It has been years now since I last did any work relating to my old chatbot projects, but seeing as they were some of my earliest experiences with programming (that I am actually somewhat proud of), I have decided to publicly archive the pieces of the code I could find. Due to me being a freshman in high school when a majority of the code was written, a lot of it was hardcoded and therefore likely doesnt work anymore. Additionally, I follow some poor programming practices as well. That being said, I also think this code shows some good examples of my problem solving skills though! The Serenebot project began as an IRC Bot that I wrote as a Twitch Chatbot for one of my Minecraft friends in 5th grade for her to use on her stream. I have long since lost that code, but I eventually set my sights on getting back into bot creation by making an interactive chatbot for my class's GroupMe chat in 7th grade. The API was less than well documented, and the code was full of global variables and personal information like API keys (hence the archive of the groupme bot being filled with literals such as HARDCODED_API_KEY). All in all, not too bad for a few months of work in 7th grade :) However, in making simple commands such as a weather command or a terminal I could control from the group chat, I learned a lot about different api's reading documentation, and other important things. I even wrote a watchdog script to send me logs when the bot crashed and to restart it so that I could minimize downtime when I was not home.

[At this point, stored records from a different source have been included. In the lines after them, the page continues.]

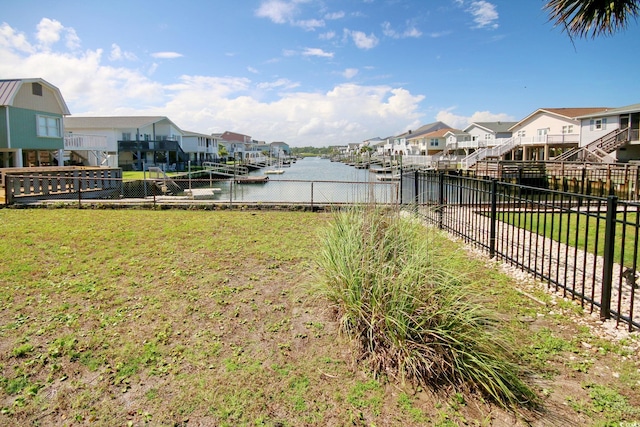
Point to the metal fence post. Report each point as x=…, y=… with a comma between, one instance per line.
x=416, y=187
x=80, y=191
x=440, y=198
x=609, y=248
x=494, y=214
x=8, y=181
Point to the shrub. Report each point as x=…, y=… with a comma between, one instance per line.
x=408, y=313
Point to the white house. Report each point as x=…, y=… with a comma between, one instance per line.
x=612, y=131
x=399, y=145
x=430, y=143
x=200, y=147
x=547, y=132
x=132, y=141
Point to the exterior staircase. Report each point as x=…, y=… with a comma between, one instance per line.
x=599, y=150
x=484, y=153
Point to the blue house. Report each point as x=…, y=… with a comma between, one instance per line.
x=31, y=123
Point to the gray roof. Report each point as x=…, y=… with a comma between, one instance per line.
x=426, y=129
x=633, y=108
x=114, y=122
x=497, y=127
x=10, y=87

This all culminated in my third project, a discord bot this time. Using what I learned from the watchdog script, I was able to remotely host the bot on a DigitalOcean droplet. It could play music, moderate users, create custom commands, take polls, get game stats, and countless other features all while being relatively easy to use! The bot code was also much more well organized. Unfortunately, I do not have the most recent version of the bot.py script available like I do with the toolbox.py, hence there are some utilities in the toolbox script that will seem out of place. (Very odd that my 7th grade groupme bot was more well preserved than my freshman year discord bot lol). All in all though, I just want to keep these memories here for the long haul.
Got a little bored over the summer when some people I played with asked me to get Discord. I then heard about all the different cool and interesting Discord bots that people had made, and decided to try and take a stab at making my own. It has also become a great way for me to interactively learn more about Python and API usage at the same time as being able to create something cool for my friends.

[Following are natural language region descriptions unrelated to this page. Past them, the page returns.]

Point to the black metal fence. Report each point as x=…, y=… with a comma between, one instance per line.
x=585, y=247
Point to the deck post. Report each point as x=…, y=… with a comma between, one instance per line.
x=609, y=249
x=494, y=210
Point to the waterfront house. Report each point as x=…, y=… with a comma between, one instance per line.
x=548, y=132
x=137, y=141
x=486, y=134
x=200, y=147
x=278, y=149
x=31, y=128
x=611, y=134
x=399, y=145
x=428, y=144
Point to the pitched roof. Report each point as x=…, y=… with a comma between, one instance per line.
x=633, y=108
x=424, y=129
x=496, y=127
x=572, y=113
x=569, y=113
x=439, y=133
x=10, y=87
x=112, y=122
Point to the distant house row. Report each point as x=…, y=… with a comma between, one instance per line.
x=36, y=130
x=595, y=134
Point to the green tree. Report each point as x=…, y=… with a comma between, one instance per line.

While I know that there are most likely much better ways of organizing the bot's code, this was the simplest thing I could think of at the time (it will most likely be changed later on to a more "correct" format). Basically, Bot.py contains all the main event loops and commands, whereas Toolbox.py contains useful helper functions as well as all of the bot's "modules". The current list of modules is:
- Custom Commands (allows users to create their own simple commands)
- Polls (allows users to create and participate in their own polls)

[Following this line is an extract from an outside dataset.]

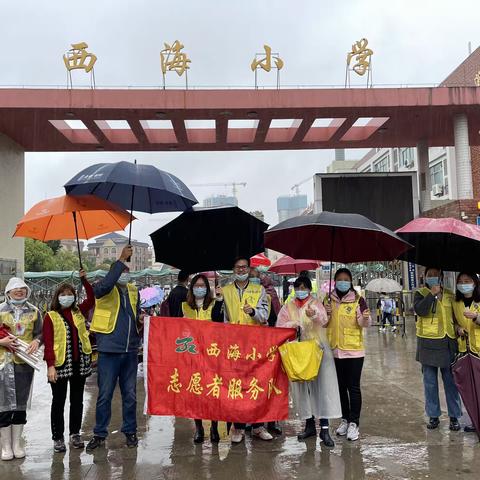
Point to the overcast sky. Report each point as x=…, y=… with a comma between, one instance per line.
x=414, y=42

- Jukebox BETA (allows users to control, request, and play music through one of the server's voice channels, currently a work-in-progress)
- The whole bot is written using the rewrite branch of Rapptz's wonderful Discord.py library.
- The Jukebox module wouldn't have been possible either without rg3's youtube-dl library.
- Also (as usual), I couldn't have gotten nearly this far without all the help I've received from Stack Overflow.